March 17, 1998|By David Folkenflik | David Folkenflik,SUN NATIONAL STAFF

SILVER SPRING -- At a time when the White House is again awash in allegations of sexual misconduct, President Clinton found a raucously enthusiastic reception at a suburban high school in nearby Montgomery County.

Hundreds of Springbrook High School juniors and seniors cheered the president and brushed off any accusations against him.

"Personally, I don't care about his sex life or what he does outside his office," said Paul Goldberg, a junior. "Possibly the president could have made some advances, or these women could have been fantasizing about being with someone that powerful.

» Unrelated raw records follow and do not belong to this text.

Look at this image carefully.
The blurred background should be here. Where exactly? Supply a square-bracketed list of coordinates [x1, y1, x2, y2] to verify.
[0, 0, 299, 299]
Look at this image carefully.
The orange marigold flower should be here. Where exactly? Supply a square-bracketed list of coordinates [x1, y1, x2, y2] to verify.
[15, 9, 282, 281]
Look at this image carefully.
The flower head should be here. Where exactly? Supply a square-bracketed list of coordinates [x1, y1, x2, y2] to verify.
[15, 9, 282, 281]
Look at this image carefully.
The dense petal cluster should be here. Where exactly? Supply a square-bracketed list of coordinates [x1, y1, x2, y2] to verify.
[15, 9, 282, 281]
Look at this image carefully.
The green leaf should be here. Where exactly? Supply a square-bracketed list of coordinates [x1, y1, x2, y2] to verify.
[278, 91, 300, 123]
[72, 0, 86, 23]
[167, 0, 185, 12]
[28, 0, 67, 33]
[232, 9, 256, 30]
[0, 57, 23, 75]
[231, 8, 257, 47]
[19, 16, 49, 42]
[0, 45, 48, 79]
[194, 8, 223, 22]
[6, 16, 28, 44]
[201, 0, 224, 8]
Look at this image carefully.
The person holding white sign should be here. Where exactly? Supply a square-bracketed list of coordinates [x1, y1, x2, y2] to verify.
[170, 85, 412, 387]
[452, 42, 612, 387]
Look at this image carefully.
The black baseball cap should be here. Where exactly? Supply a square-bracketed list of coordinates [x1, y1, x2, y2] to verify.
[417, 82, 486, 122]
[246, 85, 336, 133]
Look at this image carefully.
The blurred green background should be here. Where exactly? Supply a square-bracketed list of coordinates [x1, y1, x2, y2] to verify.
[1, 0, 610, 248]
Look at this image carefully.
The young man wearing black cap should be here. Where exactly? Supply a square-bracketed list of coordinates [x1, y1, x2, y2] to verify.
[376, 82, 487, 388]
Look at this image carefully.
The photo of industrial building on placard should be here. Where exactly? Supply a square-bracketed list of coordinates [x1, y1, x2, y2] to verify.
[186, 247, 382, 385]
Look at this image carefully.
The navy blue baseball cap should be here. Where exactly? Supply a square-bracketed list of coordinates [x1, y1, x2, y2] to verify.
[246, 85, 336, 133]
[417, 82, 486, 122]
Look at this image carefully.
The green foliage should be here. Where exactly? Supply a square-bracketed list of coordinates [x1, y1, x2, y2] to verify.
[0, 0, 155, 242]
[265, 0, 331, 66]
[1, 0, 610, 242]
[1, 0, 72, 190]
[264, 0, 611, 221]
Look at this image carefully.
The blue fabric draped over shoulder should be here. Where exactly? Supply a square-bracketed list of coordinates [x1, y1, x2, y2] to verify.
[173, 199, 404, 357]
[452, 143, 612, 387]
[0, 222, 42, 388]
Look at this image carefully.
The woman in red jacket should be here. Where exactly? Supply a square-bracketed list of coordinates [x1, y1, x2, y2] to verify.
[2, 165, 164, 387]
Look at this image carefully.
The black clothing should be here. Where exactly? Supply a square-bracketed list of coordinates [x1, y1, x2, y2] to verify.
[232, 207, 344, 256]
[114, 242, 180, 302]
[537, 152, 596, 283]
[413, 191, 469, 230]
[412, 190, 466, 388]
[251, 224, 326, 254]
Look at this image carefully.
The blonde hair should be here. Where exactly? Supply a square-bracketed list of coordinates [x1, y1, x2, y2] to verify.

As long as he's able to do his job, all is fine."

Clinton told students that low scores by U.S. high school students on international math and science tests constituted "a big national headache," and he called for states to institute more rigorous standards in those fields. He also took the opportunity to promote his education agenda, which includes more federal money for teachers and school construction, tax breaks for college tuition, and additional scholarship money for undergraduates.

The president's talk was preceded by a round-table discussion on science instruction with educators and public officials, among them Gov. Parris N. Glendening, who reiterated his long-standing support for the president.

On Sunday, in a televised interview, former White House aide Kathleen Willey said that she was kissed and groped by Clinton and that he perjured himself in denying the allegation. But Glendening declined to be drawn into the controversy.

"I'm not getting involved in all those discussions. I just follow what he's doing for the country, what he's doing, most importantly, for education, the environment, the economy. And from all those perspectives, he is doing an absolutely great job," Glendening said.

"The economy has never been stronger. Not only do we have peace around the world, but I think about what he's doing in the really crucial areas, like education and the environment, and that is all that really matters to me."

Asked whether he believed Clinton's denials, the governor said: "I support the president. I have no knowledge of any reason not to believe him, and I continue to strongly support the president. I think he's doing the right thing and the country is headed in the right direction."

His comments were echoed by more than a dozen students and several teachers interviewed at the school, whose students come from a county that has been a reliable source of Clinton votes.

Said Ina Johnson, a Springbrook music teacher who identified herself as a Republican who voted for Clinton: "I'm not in a position to judge. I think the man has done an outstanding job."